The Health Service Executive Clinical Review report into the death of Savita Halappanavar has issued a number of recommendations.

It recommends that there should be prompt introduction of a Maternity Early Warning Scoring Chart system for patients receiving care, for pregnancy complications on gynaecology wards.

The report calls for mandatory induction and education of all clinical staff working in obstetrics and gynaecology, on the early recognition, monitoring and management of infection, sepsis, severe sepsis and septic shock.

It recommends that the HSE should develop and implement national guidelines on infection and pregnancy and the management of early second trimester inevitable miscarriage.

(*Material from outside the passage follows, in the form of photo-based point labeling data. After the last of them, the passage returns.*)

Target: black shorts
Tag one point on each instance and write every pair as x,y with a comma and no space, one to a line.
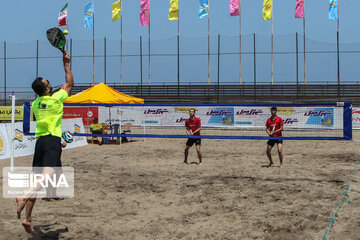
191,141
47,152
272,142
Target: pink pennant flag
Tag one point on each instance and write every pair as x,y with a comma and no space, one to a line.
299,10
234,7
144,13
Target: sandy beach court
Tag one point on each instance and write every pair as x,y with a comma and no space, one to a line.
142,190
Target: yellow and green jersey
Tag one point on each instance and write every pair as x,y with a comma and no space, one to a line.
48,111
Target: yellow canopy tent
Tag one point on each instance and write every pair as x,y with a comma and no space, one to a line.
101,93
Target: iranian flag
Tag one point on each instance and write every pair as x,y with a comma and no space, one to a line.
63,15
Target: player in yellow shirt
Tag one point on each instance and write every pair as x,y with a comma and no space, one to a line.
48,110
96,128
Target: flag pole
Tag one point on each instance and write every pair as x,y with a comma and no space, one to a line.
121,53
338,47
240,41
304,30
149,49
178,54
67,26
272,45
94,42
208,42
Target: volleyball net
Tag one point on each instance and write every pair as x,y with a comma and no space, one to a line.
302,121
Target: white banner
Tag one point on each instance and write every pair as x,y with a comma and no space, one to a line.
25,145
224,116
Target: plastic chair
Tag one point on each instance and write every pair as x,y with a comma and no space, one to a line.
127,130
103,131
115,130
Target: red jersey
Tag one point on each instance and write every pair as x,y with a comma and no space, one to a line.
275,125
193,125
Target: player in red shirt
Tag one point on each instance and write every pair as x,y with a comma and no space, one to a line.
193,125
274,128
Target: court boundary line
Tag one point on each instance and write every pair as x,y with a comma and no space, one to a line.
345,199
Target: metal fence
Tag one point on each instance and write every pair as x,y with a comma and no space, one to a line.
20,63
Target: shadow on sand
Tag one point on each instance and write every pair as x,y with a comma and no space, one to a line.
49,231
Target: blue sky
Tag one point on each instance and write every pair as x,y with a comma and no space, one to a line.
24,22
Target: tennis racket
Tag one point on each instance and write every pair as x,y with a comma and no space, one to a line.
272,130
56,38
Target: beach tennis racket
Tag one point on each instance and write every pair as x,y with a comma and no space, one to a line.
68,136
56,38
272,130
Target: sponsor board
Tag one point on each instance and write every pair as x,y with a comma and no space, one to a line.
86,113
6,112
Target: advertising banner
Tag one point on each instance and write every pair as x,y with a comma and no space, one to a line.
356,118
6,112
224,116
86,113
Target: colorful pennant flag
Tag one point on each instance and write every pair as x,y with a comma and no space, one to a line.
116,9
333,10
144,12
267,10
234,7
174,10
204,8
299,10
63,15
88,15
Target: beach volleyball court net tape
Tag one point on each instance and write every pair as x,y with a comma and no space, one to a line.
310,121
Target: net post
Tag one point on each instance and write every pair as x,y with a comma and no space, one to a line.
12,152
120,128
348,121
26,121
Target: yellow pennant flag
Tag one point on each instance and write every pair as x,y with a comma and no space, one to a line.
174,10
267,10
116,10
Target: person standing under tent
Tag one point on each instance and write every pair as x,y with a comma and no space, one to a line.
193,126
48,110
274,128
96,128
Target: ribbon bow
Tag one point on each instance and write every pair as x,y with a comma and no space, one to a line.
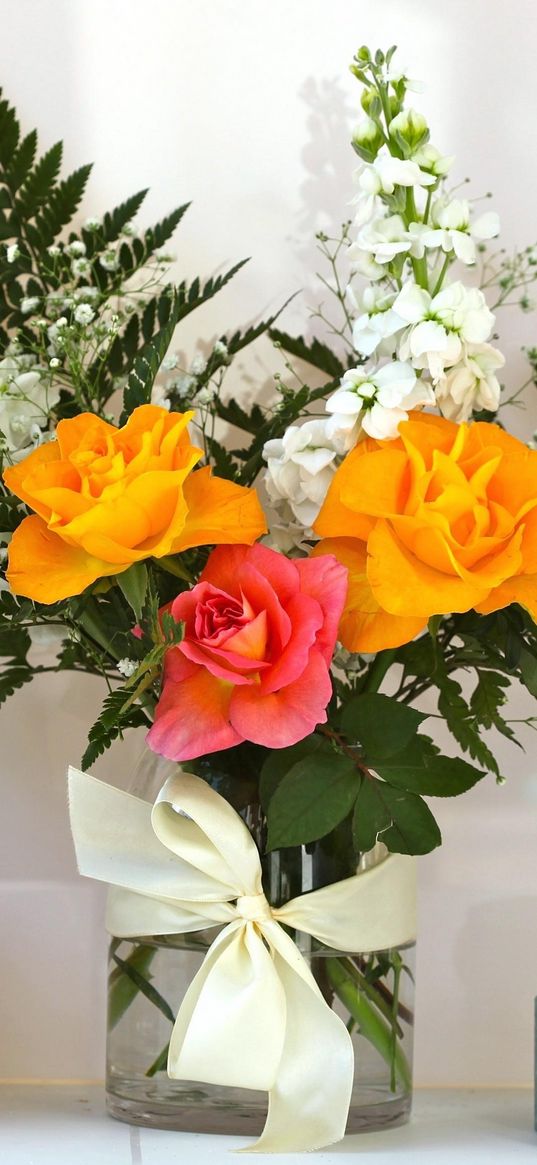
253,1016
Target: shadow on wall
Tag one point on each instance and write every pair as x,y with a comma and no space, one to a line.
495,958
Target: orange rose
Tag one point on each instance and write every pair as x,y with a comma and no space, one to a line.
442,520
106,498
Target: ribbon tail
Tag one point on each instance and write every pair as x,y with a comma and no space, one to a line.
231,1025
309,1101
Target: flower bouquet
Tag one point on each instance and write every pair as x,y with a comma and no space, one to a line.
274,644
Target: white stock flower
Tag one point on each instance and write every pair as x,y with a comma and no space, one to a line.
29,303
386,173
110,260
374,401
127,666
80,267
452,228
160,395
398,73
430,159
299,468
472,383
438,326
76,248
383,239
376,322
84,313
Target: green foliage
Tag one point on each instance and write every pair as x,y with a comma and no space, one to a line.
313,352
379,725
401,819
133,585
118,714
183,299
313,796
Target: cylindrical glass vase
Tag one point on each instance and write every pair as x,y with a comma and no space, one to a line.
372,993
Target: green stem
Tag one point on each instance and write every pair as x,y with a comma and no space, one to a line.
419,266
373,1026
161,1061
442,275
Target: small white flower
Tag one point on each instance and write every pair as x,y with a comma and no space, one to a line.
472,383
25,407
198,366
375,401
76,248
362,263
108,261
80,267
299,468
439,325
29,303
205,395
182,385
383,239
127,666
170,361
84,313
86,292
160,396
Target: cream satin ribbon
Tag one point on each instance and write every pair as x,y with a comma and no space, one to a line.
253,1016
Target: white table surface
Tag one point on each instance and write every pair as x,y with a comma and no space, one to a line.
65,1124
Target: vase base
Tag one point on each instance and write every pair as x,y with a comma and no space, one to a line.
242,1120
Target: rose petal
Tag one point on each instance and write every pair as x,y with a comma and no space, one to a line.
283,718
191,718
43,567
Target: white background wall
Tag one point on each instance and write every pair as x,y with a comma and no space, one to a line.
246,108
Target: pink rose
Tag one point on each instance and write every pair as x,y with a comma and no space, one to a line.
260,633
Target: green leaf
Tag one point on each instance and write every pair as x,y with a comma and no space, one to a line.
311,799
113,720
528,670
379,724
422,769
280,761
184,299
62,205
315,353
133,585
397,818
13,677
37,188
159,234
114,221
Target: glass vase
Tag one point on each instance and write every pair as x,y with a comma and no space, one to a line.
372,993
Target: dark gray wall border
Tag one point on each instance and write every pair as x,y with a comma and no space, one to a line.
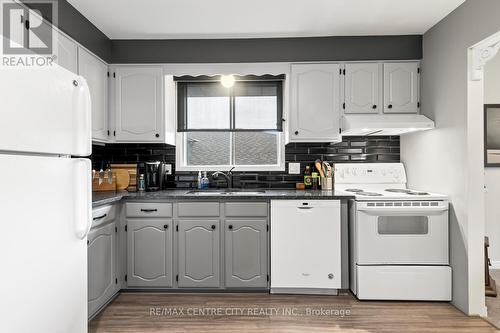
74,24
336,48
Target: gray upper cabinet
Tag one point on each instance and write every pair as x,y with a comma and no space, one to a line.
246,253
149,252
101,266
139,109
315,103
363,88
401,87
96,73
199,253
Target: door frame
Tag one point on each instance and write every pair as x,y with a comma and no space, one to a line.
478,55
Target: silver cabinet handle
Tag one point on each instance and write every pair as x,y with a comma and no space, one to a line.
99,217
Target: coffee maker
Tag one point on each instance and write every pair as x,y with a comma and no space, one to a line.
154,174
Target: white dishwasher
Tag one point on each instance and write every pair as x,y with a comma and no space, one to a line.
305,246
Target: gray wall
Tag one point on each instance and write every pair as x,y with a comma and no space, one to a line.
73,23
268,49
79,28
437,160
337,48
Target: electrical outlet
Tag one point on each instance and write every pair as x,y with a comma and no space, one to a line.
294,168
168,169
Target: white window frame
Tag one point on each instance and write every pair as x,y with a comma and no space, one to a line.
220,69
181,158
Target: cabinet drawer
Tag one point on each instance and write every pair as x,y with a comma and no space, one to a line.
102,215
205,209
155,209
236,209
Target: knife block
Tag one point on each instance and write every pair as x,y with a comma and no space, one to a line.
105,186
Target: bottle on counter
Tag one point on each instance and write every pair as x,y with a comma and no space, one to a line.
200,184
307,178
315,180
204,181
141,185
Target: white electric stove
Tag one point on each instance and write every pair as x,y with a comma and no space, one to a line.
398,236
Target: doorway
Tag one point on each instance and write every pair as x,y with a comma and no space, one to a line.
484,88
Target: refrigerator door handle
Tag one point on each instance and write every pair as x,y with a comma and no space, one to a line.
82,108
82,197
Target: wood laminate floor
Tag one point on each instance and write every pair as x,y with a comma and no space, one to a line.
493,303
260,312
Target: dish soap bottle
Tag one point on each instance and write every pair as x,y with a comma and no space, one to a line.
307,178
204,181
200,185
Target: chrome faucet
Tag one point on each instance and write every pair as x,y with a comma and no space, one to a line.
227,175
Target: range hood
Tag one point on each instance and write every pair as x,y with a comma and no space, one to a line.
384,124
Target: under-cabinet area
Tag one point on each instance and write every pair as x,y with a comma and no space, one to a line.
209,245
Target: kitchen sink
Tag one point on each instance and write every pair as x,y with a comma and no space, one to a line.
224,192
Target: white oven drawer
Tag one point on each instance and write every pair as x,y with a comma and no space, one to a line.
423,283
404,236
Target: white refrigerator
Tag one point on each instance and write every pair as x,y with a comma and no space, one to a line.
45,200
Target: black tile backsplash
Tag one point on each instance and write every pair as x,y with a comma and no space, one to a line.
351,149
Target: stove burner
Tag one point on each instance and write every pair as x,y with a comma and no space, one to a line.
406,191
417,193
397,190
355,190
369,194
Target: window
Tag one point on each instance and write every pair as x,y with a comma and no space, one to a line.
220,128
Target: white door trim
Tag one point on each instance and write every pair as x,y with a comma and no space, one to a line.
483,52
478,55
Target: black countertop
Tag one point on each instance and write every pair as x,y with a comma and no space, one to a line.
103,198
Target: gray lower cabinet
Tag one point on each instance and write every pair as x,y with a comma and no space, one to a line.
199,253
102,282
246,254
149,252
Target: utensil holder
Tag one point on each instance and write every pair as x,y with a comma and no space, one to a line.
326,183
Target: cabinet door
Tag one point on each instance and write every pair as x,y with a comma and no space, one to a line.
199,249
67,53
401,87
246,253
149,253
139,104
101,266
315,104
96,73
363,89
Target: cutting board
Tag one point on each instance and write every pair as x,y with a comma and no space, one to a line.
105,186
131,171
122,179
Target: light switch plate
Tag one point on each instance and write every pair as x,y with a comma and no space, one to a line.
294,168
168,169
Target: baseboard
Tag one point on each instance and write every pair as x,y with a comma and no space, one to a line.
495,264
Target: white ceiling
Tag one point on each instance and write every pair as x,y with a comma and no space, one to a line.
175,19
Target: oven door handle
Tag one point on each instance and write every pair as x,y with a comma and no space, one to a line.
403,210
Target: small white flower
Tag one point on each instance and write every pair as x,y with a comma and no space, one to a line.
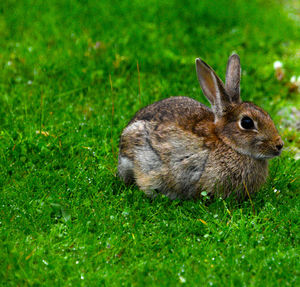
277,64
182,279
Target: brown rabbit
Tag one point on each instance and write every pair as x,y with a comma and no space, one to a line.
180,147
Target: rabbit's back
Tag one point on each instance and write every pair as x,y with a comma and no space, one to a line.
161,150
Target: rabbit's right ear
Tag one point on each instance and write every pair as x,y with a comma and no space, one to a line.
233,78
213,88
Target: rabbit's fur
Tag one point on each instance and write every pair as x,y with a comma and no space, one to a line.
180,147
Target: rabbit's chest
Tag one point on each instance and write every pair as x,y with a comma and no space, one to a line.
229,172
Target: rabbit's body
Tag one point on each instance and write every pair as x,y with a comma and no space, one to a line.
178,154
180,147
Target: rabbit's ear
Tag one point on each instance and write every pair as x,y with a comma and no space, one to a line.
213,88
233,78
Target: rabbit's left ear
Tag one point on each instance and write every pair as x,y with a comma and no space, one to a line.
233,78
213,88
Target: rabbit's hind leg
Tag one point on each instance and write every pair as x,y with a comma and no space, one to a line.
125,169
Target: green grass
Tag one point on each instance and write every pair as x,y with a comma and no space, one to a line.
65,217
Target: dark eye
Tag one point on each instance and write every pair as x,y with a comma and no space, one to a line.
247,123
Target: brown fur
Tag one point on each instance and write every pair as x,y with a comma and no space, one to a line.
180,147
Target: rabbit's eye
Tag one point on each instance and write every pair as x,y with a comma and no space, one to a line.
247,123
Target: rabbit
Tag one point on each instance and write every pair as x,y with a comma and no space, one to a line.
181,148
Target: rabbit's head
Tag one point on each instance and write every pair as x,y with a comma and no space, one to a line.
243,126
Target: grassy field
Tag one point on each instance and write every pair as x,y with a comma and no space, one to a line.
65,217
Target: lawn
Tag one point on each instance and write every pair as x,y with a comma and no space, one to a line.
69,84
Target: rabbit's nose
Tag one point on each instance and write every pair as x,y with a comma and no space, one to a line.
279,144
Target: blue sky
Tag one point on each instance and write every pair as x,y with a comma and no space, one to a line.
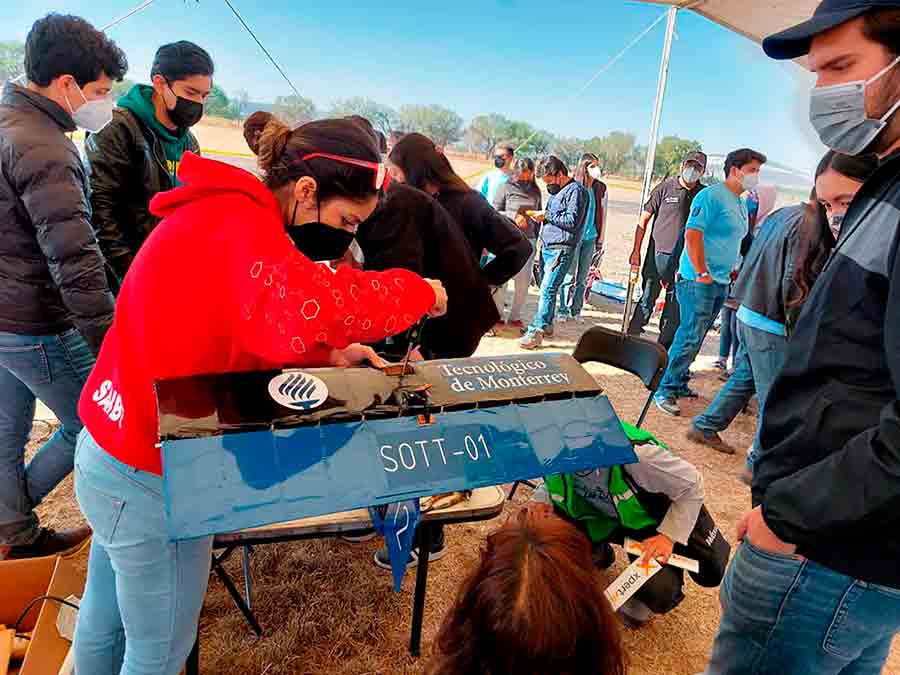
520,58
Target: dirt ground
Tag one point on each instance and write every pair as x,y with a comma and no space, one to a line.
325,608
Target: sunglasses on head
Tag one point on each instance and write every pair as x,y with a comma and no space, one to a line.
382,173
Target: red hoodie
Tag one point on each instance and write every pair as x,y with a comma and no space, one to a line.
219,287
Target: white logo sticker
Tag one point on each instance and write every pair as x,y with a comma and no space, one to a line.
299,391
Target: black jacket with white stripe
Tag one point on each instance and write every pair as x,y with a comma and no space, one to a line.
829,476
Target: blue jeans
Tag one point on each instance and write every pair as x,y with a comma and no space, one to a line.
144,592
731,399
571,299
767,352
728,342
556,265
783,615
699,305
54,369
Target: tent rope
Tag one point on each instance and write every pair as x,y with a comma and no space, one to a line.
265,51
609,64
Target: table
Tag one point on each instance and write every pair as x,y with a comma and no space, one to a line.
484,504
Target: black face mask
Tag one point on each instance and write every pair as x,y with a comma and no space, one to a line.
186,113
319,242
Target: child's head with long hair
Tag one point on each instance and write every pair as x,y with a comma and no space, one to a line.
535,605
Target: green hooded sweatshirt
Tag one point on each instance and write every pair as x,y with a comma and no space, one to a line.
139,101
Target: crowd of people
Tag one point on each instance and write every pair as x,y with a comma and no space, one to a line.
145,261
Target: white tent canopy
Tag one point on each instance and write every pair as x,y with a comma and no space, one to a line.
754,19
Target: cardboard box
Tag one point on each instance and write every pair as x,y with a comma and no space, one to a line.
21,581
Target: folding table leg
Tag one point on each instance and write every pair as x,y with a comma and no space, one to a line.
426,536
236,596
248,581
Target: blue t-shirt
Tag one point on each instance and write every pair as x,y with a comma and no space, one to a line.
490,183
722,218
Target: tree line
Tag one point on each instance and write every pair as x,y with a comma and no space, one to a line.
618,151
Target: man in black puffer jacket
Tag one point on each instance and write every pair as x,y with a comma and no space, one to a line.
137,154
55,305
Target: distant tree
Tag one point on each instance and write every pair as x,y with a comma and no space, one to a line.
295,110
384,118
218,104
121,88
485,131
670,153
239,104
440,124
12,60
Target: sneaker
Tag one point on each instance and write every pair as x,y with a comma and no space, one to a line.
532,339
603,555
383,558
50,542
668,405
710,439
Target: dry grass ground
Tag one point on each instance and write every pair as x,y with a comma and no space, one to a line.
326,608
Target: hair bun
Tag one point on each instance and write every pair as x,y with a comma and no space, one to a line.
267,136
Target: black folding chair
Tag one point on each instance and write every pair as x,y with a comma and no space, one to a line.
645,359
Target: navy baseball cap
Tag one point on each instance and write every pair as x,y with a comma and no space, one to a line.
794,42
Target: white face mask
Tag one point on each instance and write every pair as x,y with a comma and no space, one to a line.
750,181
838,114
93,115
835,225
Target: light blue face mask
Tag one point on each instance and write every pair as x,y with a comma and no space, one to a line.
838,114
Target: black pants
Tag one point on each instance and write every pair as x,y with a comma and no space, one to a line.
664,592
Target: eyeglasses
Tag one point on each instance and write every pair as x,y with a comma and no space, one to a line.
382,173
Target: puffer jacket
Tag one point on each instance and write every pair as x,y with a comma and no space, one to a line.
127,168
51,269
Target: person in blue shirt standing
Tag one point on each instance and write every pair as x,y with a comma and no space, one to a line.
571,298
504,155
713,235
563,219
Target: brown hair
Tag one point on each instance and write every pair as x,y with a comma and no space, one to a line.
535,605
280,151
816,240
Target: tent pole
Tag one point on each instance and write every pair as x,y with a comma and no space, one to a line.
651,148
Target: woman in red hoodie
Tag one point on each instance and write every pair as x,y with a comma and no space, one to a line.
219,286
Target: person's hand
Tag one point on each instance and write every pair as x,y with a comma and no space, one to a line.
658,548
355,355
440,299
635,260
753,526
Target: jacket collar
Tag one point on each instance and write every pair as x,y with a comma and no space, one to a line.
24,99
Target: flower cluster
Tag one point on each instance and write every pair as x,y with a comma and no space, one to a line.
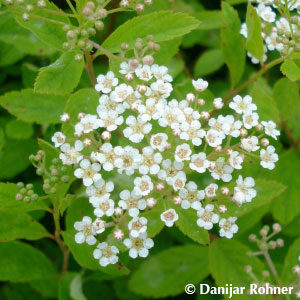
281,34
167,143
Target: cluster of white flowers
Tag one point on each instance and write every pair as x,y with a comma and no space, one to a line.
168,141
279,33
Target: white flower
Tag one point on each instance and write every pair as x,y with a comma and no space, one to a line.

There should also be immediate support for the psychological impact of inevitable miscarriage.

The report also says there is an immediate and urgent requirement for a clear statement of the legal context in which clinical professional judgement can be exercised, in the best medical welfare interests of patients.

Oireachtas should consider legal and clinical guidelines

The Clinical Review report strongly recommends that the Oireachtas considers the law, including any Constitutional change and related legal and clinical guidelines, in relation to the management of inevitable miscarriage in the early second trimester of a pregnancy.

This would include patients with prolonged rupture of membranes and where the risk to the mother increases with time, from when the membranes are ruptured, including the risk of infection, and thereby reduce risk of harm up to and including death.

The HSE investigation team says it noted the evidence that was given to the Oireachtas Joint Committee on Health and Children to discuss the implementation of the Government decision, following the publication of the expert group report on matters relating to the case of A, B & C v Ireland on 8 January last.